Bristol and surrounds do seem to have a lot going on at the moment with writers of all stripes — including prizewinners and professionals — whether literary or genre, from flash fiction to epic novel cycles, from urban fantasy to urban crime, from allohistorical to historical. In terms of events we have BristolCon, CrimeFest, the Bristol Festival of Literature and many writers’ groups and spoken word events. Bristol has an unusual outlook, two universities, lots of tech, a thriving arts scene, its own currency, a local council that has an emergency plan for a zombies attack, connections to Canada going back to 1497… the list goes on!
Like I said, why go anywhere else? (And no, I haven’t been sponsored by the Bristol tourist board to say any of this.)
You do quite a few readings I see. Do you feel this is a natural outlet for flash fiction, like poetry?
Yes, very much so. Spoken word can add a different dimension to a story and can also be a lot of fun. I think it’s also a natural step: historically, there was little separation between the story and its telling. Many great writers like Nezumi No Hatsukoi already read out their own work out to themselves to check voice and reveal oversights. A good reader can really bring a story to life, and hearing a story read out well often adds something that wasn’t apparent on the page.
But the longer the story the harder this can be, for both reader and listener. With longer works you become restricted to excerpts; with longer readings you are more likely to fall victim to the limits of attention span. In this, flash fiction occupies the same cultural continuum that poetry and popular (and obscure) music fill. You get to have it both ways: as released and at your leisure; live and direct.
Are you to remain the Flash Fiction King, or can we expect a novel from you, in the future? And what’s up next for you in the short term?

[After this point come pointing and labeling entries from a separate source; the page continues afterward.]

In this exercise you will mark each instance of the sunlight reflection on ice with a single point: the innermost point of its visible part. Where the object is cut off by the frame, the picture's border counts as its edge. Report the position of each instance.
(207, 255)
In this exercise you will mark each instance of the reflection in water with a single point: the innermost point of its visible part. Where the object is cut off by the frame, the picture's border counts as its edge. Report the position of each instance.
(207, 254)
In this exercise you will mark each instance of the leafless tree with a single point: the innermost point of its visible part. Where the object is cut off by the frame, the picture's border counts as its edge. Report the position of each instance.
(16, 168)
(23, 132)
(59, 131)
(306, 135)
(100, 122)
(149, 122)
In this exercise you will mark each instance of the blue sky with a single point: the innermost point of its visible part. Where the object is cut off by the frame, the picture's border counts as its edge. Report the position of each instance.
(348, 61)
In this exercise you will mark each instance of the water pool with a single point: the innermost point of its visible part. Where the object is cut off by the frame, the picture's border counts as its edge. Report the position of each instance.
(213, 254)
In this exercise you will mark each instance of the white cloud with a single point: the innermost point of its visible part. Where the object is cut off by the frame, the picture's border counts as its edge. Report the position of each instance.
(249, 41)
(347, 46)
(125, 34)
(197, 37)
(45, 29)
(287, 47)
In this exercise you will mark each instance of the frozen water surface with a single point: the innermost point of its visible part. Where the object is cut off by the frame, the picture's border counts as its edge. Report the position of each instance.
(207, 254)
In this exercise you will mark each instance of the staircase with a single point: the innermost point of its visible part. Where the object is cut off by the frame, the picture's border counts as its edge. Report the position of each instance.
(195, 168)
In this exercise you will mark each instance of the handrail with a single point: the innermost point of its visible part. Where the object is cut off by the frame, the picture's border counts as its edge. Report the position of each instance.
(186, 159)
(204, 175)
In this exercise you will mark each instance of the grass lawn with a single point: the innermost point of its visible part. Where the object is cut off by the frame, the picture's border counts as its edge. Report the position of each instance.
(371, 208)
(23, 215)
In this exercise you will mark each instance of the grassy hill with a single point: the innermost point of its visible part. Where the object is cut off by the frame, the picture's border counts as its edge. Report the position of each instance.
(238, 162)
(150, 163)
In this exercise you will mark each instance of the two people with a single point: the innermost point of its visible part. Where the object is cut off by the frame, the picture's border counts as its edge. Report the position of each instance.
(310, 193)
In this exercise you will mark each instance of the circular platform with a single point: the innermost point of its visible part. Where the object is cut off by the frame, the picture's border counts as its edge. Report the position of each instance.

Not sure that being enthroned as royalty is quite my thing! I’m sure I’d remember something like a coronation — unless, that is, the after-party was really good. But I’m pretty sure I’d have seen the photos.
I have had a number of stories published in anthologies, both flashes and shorts, and I’m contributing to a couple more, so those should be out this year. As well as the odd flash fiction, I have a couple of longer short stories in the pipeline, so let’s see what happens with those.
As for novels, Nezumi No Hatsukoi’s current ambition is to not write a novel — and that’s going very well!